No More Cranky Kids at Walt Disney World

lots-to-do-wdw

Lots To Do In Line: Walt Disney World
by Meredith Lyn Pierce
Published: April 2013
ISBN: 978-1-937011-25-3
331 pages • 4×9 • Index
Trade Paperback
Printed in the U.S.A.
List price: $14.95

 

No More Cranky Kids at Walt Disney World

(ORLANDO, FL – February 25, 2013) –  Of course you can have a “magical day” at Walt Disney World. But when waiting in line for rides, especially with kids, people tend to forget that.

Disney designers (or Imagineers, as Disney calls them) have gone to a lot of trouble to make its lines interesting by packing the queue areas with delightful visual details. Trouble is, most kids and adults are so hyped for the rides that they miss the eye-catching magic on the way to them.

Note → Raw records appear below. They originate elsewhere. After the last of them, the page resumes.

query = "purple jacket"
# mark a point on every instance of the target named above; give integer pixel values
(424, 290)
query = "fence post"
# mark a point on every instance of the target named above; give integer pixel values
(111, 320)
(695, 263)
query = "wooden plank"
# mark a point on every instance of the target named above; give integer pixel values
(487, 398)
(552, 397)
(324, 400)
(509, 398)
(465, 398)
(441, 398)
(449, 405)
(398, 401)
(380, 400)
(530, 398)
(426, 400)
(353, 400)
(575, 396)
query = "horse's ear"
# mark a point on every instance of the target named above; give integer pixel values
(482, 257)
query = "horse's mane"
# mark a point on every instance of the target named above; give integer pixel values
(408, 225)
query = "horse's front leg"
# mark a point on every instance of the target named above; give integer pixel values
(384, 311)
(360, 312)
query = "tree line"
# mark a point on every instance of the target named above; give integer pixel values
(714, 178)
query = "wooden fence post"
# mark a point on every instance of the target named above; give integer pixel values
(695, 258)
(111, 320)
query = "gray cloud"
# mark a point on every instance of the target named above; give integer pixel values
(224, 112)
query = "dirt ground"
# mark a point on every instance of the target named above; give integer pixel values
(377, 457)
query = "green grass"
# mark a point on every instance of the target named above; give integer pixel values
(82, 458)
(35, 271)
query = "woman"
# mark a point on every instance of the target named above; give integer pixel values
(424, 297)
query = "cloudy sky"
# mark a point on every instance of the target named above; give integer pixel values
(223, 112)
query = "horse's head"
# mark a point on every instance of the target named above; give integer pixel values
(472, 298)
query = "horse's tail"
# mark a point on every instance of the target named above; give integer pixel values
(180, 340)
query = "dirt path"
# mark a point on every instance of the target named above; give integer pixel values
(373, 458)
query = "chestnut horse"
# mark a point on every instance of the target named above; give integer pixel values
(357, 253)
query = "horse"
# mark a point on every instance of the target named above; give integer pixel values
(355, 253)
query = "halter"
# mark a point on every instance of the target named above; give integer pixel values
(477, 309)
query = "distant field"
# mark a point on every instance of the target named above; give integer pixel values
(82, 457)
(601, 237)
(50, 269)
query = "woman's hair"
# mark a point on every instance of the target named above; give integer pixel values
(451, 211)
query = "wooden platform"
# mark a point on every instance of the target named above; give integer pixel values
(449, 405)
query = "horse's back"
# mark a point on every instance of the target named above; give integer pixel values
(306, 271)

“The rides are scripted; you know just where to look and you love every moment of them,” says mega-Disney fan Meredith Pierce, author of Lots To Do In Line: Walt Disney World. “In contrast, the lines are like an activity book with no instructions. They are packed with wonderful details, but kids especially need some direction to focus on them.”

Pierce’s interest in solving this problem was sparked watching her seven-year-old daughter morph from happy-excited kid to bored-whiney kid every time she stepped off a ride and into another line at Disneyland in California. Says Pierce, “She hung from the railing, spun in a circle, hopped, fidgeted, wanted a drink, wanted a snack — all the while inching ever closer to fun. As soon as we hit the ride, happy-excited kid was back.”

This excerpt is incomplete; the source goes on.